Being a mother means so much to me. More than I could have ever dreamed. I am so thankful for having the opportunity to be a stay at home mom. I am thankful for those moments I have with Hayden that I cannot even put into words.
Hayden loves books. He will climb up in the chair in his bedroom and just flip through his books. I joined a children's book club so that I can get him books throughout the year that will grow with him. This week Trever has been working so hard that he has been getting home from work pretty late. He makes it home just in time to read Hayden a book and to put him to bed. I was doing laundry and I could hear Trever reading to him from "Oh David" and Hayden was just laughing at everything he was saying. I just stood outside of his bedroom door just listening and smiling at my son just laughing with this deep belly laugh at everything his daddy was saying. Those are the moments that I cherish. Those are the moments that make me so proud to be a wife and a mother.
When Hayden drinks his milk either first thing in the morning or just before bed, he pulls at his hair. The child's hair is so wild because of this. Some of it is straight and the other parts are curly. I am constantly trying to brush it to make it look half way decent. Anyway, he now wants me to sit with him on the couch so that he can run his fingers through my hair as he drinks his milk. He wants me to lay down in his lap so that he can do this. How can I not? Again it is moments like this that make me love him more than I could possibly love anyone.
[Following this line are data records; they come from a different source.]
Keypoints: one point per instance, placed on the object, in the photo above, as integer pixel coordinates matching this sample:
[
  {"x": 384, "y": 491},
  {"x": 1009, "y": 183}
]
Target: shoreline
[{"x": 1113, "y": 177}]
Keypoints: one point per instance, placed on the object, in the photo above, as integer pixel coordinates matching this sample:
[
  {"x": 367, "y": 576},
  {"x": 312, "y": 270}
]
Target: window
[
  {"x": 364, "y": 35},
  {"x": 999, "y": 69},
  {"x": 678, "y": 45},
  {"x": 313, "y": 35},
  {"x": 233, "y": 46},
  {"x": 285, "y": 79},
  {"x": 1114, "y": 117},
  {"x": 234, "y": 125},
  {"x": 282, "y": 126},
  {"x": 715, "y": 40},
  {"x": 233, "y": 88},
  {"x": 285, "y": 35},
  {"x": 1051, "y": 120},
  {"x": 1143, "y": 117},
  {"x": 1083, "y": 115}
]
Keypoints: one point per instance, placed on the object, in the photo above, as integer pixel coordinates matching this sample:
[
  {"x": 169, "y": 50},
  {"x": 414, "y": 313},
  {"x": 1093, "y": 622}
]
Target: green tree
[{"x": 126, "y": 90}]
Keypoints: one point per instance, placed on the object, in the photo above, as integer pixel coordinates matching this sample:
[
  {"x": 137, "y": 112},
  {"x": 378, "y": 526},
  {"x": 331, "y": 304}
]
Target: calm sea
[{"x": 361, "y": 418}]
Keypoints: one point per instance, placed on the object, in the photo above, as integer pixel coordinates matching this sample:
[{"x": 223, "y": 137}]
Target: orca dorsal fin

I have always heard that a mother's love is unconditional and I now know what they mean. I love being in the club of mothers and I love having a little boy to cherish for the rest of his life.
1 comment:
Oh how those moments are cherished. There's nothing better than cuddling with your son and reading or watching a cool cartoon. What I really love is when Ryan crawls in my lap when I'm holding Alex and says, " momma you have two sweet boys" I just hug and kiss them so tight. I know these moments won't last forever.